Ich liebte diesen kurz aufblühenden Moment konventionellen Disney-Abenteuergefühls. Fluch der Karibik enthielt mehrere Momente, die sich bequem ins Schaffen des Studios einfügten und da ich bereits für Disneys früheren Genrevertreter eine Schwäche hatte, sog ich sie genüsslich auf. Ein so stereotypes Ende, wie das, was ich mir gerade ausmalte, hatte sich Fluch der Karibik jedoch nicht verdient. Dem Film stand etwas besseres, eigensinnigeres zu, denn er hat in den vergangenen rund zwei Stunden so viel dafür getan, ein außergewöhnlicher, leicht verschrobener Disney-Abenteuerfilm zu sein, dass es eine Schande wäre, wenn der Film auf einer normalen Note endet. Erschwerend kam hinzu: Bruckheimers zweite unter dem Disney-Namen veröffentlichte Kino-Produktion hat mein Saalpublikum so für sich eingenommen, ich fürchtete, dass alles verloren ginge, würden nun gelbe Letter auf altmodische Weise die Herkunft des Films hinausposaunen. Fluch der Karibik gefiel meinen Mitstaunenden so enorm, dass ich ihm zutraute, den Disney-Namen bei den Pubertierenden dieser Welt wieder bereinigen zu können ... wenn sie es irgendwann erfahren. Doch nicht in genau diesem Moment, auf dem hoch klingenden Abschluss des Films. Es würde sich nur eine ruckartige Abneigung des gerade Gezeigten einstellen.

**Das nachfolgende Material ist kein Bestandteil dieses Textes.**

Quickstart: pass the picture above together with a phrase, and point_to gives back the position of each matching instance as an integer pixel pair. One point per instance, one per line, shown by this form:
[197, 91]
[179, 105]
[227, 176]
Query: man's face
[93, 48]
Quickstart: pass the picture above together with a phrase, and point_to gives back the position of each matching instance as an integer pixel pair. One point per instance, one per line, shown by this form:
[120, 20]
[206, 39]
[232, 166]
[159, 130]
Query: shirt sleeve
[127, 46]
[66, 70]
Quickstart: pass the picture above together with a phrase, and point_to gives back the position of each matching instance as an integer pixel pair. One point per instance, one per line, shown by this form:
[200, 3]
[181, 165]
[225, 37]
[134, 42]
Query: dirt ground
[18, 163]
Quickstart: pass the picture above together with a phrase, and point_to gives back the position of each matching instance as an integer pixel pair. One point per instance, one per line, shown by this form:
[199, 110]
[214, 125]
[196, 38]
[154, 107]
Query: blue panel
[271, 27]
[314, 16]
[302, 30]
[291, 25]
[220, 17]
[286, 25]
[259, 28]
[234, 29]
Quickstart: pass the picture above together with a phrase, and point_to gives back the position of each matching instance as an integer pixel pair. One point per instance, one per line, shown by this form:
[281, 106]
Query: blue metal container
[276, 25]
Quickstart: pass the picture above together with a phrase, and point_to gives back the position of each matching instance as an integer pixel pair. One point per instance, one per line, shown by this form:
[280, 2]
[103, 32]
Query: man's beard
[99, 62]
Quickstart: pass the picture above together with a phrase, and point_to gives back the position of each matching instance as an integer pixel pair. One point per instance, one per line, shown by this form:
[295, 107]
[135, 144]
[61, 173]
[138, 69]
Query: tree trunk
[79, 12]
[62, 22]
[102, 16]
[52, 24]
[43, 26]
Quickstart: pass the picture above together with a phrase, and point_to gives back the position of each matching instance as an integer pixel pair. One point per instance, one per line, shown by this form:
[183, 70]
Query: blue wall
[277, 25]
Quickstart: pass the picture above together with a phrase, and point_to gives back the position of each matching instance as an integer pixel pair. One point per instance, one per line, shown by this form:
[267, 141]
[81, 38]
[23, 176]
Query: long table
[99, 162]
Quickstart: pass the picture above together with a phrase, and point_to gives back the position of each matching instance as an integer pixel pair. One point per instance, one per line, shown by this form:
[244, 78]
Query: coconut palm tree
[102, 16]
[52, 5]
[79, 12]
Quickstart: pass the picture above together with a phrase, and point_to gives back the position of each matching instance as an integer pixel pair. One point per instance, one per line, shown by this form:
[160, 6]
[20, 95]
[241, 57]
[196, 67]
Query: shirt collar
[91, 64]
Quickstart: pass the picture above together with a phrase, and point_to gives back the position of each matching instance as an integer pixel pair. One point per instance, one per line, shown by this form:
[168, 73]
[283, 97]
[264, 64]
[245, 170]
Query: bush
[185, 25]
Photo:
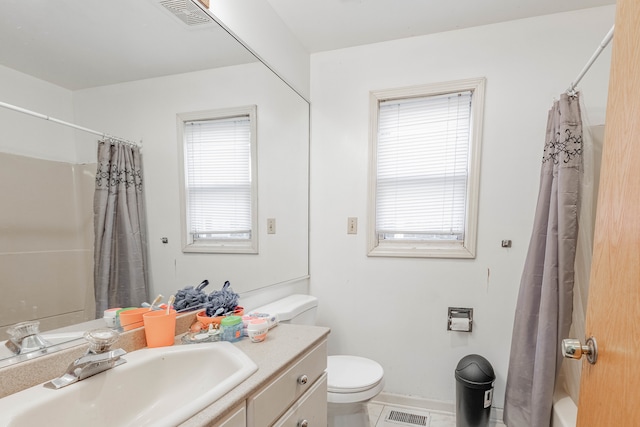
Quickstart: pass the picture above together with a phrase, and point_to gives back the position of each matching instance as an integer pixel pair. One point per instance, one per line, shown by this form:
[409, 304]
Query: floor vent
[406, 418]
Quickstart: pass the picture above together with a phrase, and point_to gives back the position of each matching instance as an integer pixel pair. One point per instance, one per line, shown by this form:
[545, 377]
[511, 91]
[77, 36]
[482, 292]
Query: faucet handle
[100, 340]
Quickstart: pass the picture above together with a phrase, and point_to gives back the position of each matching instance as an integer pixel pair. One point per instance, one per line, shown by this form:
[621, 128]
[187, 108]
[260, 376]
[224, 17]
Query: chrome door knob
[573, 349]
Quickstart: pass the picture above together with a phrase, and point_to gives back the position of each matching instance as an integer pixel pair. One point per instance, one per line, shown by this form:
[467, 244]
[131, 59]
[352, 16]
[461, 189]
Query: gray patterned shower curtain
[545, 300]
[120, 272]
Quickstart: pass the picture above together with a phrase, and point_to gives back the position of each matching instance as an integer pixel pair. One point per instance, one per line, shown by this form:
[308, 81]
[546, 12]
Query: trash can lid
[475, 370]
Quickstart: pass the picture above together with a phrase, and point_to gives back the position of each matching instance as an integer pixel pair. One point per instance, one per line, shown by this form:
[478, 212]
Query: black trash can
[474, 391]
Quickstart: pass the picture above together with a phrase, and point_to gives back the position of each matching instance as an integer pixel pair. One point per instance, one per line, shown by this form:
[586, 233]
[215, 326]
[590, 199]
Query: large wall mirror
[128, 69]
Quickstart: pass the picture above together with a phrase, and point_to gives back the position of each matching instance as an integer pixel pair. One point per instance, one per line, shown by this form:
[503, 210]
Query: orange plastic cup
[132, 319]
[160, 328]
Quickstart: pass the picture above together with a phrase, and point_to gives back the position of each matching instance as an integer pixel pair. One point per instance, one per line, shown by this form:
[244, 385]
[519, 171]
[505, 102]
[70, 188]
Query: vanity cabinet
[299, 393]
[310, 410]
[237, 417]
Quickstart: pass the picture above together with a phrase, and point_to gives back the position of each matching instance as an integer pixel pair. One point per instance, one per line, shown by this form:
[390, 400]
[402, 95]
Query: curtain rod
[53, 119]
[603, 44]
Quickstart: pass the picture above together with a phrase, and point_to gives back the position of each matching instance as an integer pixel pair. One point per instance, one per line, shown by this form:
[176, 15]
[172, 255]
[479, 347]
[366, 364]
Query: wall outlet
[352, 225]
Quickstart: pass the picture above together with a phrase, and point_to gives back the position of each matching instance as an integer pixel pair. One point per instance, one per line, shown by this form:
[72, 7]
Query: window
[424, 169]
[219, 186]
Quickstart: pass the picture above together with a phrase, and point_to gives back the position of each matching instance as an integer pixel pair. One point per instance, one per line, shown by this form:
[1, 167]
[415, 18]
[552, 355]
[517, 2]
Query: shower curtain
[120, 272]
[545, 299]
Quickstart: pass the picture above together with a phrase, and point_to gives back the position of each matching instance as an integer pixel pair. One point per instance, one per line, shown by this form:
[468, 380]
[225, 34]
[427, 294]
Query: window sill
[408, 250]
[221, 248]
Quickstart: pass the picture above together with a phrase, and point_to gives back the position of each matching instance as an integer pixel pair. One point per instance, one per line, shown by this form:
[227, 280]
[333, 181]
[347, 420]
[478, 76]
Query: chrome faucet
[25, 337]
[98, 358]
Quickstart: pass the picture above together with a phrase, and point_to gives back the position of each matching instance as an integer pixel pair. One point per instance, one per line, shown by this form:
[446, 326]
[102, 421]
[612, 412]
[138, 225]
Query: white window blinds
[422, 169]
[218, 178]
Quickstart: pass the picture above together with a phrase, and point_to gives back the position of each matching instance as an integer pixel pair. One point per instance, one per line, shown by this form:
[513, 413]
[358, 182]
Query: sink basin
[157, 386]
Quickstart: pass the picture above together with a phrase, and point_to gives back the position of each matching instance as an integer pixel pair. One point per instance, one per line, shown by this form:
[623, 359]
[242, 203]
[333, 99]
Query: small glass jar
[231, 327]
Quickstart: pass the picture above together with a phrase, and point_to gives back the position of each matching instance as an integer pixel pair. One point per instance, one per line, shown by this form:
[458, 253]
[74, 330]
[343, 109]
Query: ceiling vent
[187, 12]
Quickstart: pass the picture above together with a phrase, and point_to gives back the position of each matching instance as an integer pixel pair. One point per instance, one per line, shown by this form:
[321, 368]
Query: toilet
[351, 380]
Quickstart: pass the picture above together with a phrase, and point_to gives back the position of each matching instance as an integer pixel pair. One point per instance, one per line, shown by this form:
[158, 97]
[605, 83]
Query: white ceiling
[85, 43]
[322, 25]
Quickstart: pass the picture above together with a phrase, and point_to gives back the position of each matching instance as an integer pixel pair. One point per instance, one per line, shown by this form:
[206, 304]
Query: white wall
[394, 310]
[147, 110]
[25, 135]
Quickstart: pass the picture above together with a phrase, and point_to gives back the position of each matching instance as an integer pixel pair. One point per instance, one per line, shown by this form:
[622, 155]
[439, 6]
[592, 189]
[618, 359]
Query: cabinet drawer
[264, 407]
[237, 418]
[312, 408]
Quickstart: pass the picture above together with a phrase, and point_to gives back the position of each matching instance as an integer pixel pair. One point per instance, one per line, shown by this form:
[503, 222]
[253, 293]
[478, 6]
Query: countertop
[283, 345]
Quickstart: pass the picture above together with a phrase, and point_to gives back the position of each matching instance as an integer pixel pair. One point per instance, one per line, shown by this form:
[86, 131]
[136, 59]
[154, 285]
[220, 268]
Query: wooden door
[609, 390]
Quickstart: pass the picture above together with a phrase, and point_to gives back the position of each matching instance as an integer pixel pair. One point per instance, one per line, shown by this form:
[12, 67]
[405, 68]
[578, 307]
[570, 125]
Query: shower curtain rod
[603, 44]
[62, 122]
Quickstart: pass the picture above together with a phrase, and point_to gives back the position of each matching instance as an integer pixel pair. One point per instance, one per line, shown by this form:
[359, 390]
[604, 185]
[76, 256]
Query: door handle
[573, 349]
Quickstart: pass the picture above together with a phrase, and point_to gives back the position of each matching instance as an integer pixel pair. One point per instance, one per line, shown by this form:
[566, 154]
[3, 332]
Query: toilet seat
[353, 379]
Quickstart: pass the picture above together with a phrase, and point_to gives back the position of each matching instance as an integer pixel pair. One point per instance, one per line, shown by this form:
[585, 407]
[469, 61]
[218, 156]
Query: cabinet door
[311, 407]
[265, 406]
[237, 418]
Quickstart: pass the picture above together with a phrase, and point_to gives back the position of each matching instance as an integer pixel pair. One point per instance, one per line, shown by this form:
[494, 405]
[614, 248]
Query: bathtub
[565, 411]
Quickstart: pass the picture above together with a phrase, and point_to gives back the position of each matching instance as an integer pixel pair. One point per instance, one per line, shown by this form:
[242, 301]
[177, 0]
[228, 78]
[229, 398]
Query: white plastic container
[109, 317]
[257, 329]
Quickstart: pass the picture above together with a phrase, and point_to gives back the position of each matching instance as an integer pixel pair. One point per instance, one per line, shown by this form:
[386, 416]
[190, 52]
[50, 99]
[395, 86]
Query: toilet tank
[297, 309]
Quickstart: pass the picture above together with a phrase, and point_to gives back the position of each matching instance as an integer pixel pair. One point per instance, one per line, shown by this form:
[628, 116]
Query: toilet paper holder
[460, 319]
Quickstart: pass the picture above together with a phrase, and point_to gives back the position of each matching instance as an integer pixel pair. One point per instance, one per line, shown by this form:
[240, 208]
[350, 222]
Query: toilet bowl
[351, 380]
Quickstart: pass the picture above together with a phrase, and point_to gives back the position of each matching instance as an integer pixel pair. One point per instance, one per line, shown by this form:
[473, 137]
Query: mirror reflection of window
[219, 185]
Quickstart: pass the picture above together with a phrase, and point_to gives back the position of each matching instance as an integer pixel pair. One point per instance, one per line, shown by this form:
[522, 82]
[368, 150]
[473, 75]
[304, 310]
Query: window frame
[429, 249]
[225, 246]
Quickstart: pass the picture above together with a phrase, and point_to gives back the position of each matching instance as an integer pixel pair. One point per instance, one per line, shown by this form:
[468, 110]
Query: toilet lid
[352, 374]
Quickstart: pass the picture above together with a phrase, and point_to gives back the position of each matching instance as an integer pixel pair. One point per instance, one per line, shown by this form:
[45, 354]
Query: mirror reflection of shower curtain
[592, 156]
[545, 299]
[120, 271]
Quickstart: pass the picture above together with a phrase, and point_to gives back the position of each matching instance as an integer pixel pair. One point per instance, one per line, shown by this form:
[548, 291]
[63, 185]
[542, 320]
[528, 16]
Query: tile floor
[378, 412]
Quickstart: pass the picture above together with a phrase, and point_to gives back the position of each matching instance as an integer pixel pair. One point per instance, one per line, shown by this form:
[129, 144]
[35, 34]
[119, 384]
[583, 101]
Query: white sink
[157, 386]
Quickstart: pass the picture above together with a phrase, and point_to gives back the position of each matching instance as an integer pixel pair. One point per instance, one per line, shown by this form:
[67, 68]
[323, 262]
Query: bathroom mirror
[127, 69]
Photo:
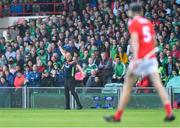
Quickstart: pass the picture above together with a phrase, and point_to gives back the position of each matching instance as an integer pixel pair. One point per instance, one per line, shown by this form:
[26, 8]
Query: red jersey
[145, 30]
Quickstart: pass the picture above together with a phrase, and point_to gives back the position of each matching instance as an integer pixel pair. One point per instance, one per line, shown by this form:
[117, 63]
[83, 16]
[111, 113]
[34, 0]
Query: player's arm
[134, 44]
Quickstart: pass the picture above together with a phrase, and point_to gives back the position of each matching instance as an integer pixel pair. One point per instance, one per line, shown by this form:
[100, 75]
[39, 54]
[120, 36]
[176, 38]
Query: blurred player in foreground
[144, 62]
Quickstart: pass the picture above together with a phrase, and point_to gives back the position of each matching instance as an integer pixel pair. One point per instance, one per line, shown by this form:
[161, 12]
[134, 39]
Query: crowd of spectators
[96, 35]
[38, 7]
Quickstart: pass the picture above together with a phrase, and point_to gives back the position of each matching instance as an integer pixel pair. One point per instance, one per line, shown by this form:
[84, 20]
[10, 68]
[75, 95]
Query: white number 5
[146, 34]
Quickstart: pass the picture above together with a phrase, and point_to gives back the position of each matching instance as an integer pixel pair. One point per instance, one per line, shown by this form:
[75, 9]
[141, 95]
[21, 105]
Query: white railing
[23, 97]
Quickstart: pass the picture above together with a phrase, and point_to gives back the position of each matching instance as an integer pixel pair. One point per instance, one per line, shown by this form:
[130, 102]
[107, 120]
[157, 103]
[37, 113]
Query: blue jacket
[34, 79]
[10, 80]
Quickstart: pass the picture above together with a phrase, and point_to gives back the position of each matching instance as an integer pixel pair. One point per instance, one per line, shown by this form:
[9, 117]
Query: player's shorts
[144, 67]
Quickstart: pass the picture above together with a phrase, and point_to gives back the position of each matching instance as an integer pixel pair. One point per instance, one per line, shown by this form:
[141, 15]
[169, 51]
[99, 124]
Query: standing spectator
[119, 71]
[169, 66]
[34, 77]
[3, 82]
[47, 80]
[105, 68]
[16, 8]
[69, 77]
[122, 55]
[19, 80]
[90, 69]
[5, 10]
[10, 52]
[23, 27]
[1, 8]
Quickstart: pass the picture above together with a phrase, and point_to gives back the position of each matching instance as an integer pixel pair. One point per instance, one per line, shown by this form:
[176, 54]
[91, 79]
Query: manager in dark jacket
[69, 69]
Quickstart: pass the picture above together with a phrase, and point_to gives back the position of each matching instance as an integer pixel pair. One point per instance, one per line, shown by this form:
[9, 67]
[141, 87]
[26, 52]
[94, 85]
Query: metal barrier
[90, 97]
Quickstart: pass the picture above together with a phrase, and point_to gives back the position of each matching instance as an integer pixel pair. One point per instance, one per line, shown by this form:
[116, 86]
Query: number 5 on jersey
[147, 37]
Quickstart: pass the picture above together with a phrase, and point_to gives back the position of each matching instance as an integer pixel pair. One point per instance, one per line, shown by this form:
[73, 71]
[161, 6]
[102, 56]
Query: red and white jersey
[145, 30]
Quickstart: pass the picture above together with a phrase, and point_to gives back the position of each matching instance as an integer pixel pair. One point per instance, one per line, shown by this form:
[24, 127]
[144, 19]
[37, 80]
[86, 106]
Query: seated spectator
[143, 83]
[3, 82]
[46, 79]
[122, 55]
[105, 69]
[5, 10]
[19, 80]
[34, 77]
[10, 52]
[10, 78]
[16, 8]
[119, 71]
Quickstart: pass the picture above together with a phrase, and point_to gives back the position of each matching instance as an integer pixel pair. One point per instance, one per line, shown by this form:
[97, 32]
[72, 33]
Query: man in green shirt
[119, 71]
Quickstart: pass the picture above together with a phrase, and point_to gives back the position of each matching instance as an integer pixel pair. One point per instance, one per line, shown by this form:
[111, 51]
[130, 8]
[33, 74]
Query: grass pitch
[49, 118]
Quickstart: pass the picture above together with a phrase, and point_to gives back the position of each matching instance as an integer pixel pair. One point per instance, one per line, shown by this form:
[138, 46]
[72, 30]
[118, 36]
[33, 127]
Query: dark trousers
[69, 85]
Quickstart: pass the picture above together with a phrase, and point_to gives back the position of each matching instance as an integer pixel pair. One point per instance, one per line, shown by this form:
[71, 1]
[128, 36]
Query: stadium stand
[95, 29]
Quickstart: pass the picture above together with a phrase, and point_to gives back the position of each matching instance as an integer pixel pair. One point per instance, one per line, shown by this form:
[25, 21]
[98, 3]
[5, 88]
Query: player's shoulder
[142, 20]
[132, 22]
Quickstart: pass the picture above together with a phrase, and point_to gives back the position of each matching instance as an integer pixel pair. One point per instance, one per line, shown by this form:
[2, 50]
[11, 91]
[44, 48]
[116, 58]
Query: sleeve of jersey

Doch dann kam Captain Sparrow. Der goldige Disney-Moment klang ab, Jack wurde auf die Black Pearl geholt und mit verschmitztem Grinsen im Gesicht und verspielter Abenteuerfreude in der Stimme forderte er: "Trinkt aus, Piraten, Yo-Ho!" Schnitt. Schwarzbild. Abspann. Epochale, actionreiche Musik. Ein Hochgefühl stellt sich ein. Der Deal war besiegelt. Der Film hätte nicht besser enden können. Ganz im Geiste Disneys, und dennoch einzigartig. Die DVD traute sich dann, den Disneynamen etwas prominenter aufs Cover zu setzen. Und nie mehr hörte ich in Kinosälen bei Disney-Trailern ablehnende, schockierte Geräusche.

Nananananananananana, schlimme Schurken sind wir. Trinkt aus, Piraten, Yo-Ho!